Sans outil pour détecter la triche, des enseignants revoient carrément leurs méthodes d’évaluation.

« On fait plus d’examens en classe, plus d’examens oraux », énumère Marie-Hélène Parizeau, présidente du Syndicat des professeurs et professeures de l’Université Laval.

Une solution loin d’être idéale, assure-t-elle.

Les examens en classe grugent du temps d’enseignement précieux. Et ils ne remplacent pas les travaux longs, communs dans plusieurs matières, dont la rédaction peut s’échelonner sur plusieurs semaines.

« Est-ce qu’on supprime ce genre d’exercice ? », se demande Mme Parizeau.

Enseignant en adaptation scolaire, Ismaël Seck a lui aussi réduit le nombre de travaux à faire à la maison.

« Sinon, comment peut-on savoir que ce sont les élèves qui l’ont fait ? », soulève-t-il.

Il donne l’exemple de Photomath, une application gratuite utilisée par ses élèves qui peut résoudre une équation mathématique à partir d’une photo.

« Je pense qu’on a une responsabilité de montrer aux élèves comment être critiques par rapport à ces outils », dit-il.

Une situation « stressante »

Les profs ne sont pas les seuls à être dépassés par la situation. « Je trouve ça extrêmement stressant », lâche Alice*.

Au cours de la dernière année seulement, l’étudiante à l’Université Laval a soupçonné deux camarades de classe d’avoir copié une réponse générée par un robot conversationnel dans un travail d’équipe.

La première fois, la partie du travail produite par l’étudiant fautif ne répondait pas aux consignes.

« On a eu l’idée de poser la même question à ChatGPT et c’était la même réponse, à quelques verbes près », raconte-t-elle.

L’étudiant, qui a nié avoir triché, a été exclu de l’équipe avec la permission du professeur.

Alice n’est pas contre une utilisation responsable de l’intelligence artificielle. Le problème, selon elle, survient lorsque les étudiants l’utilisent par paresse. Ou pire, lorsqu’ils y ont recours à l’insu de leurs coéquipiers.

Étudiante en enseignement, Daphnée* raconte avoir elle aussi douté de l’authenticité d’un travail d’un coéquipier.

Ce qui lui a mis la puce à l’oreille ? « C’étaient des phrases compliquées avec plein d’ouvrages cités, et je me disais que c’était impossible qu’il ait lu tout ça », se souvient-elle.

Confronté par ses coéquipiers, l’étudiant a tout avoué. « Il n’a même pas essayé de le cacher ! Il pensait que c’était correct ! », déplore-t-elle.

Je pense qu’on ne mesure pas le changement civilisationnel que l’intelligence artificielle pourrait entraîner.

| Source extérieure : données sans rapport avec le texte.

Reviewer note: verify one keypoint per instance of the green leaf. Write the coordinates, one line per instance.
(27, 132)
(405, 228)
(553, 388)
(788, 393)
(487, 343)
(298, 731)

Marianne Di Croce, enseignante en philosophie au cégep de Saint-Jérôme

« En éducation, on se fait beaucoup dire qu’il faut intégrer les technologies, qu’il faut apprendre à vivre avec. Mais cette capacité d’articuler des idées, de réfléchir, de comparer des concepts, si les étudiants utilisent ces outils-là, ils ne l’acquerront pas », poursuit Marianne Di Croce.

Un avis partagé par Marie-Hélène Parizeau.

« Quel genre de formation est-ce qu’on donne aux étudiants s’ils prennent l’habitude d’utiliser un robot conversationnel pour rédiger une partie de leur texte ? »

* Nom fictif pour protéger l’identité des étudiantes, qui craignent des représailles de leur université.

Comment les établissements s’adaptent-ils à l’arrivée de l’intelligence artificielle ?

L’Université McGill n’interdit pas le recours à l’intelligence artificielle, à condition que celui-ci se fasse en respectant les normes d’intégrité académique et en étant énoncé comme tel. Comme les étudiants, le corps professoral doit être éduqué sur « les opportunités et les défis que présentent ces outils ». À l’Université du Québec à Montréal, l’utilisation non autorisée de l’intelligence artificielle est considérée comme du plagiat. Sept étudiants ont commis une telle infraction entre septembre 2022 et août 2023. De son côté, l’Université Laval dit ne pas avoir observé de hausse de plagiat lié à l’IA. « Nous souhaitons que la communauté étudiante apprenne à utiliser ces nouveaux outils, qui font désormais partie de notre réalité, en gardant son esprit critique et sa capacité d’analyse », écrit-elle.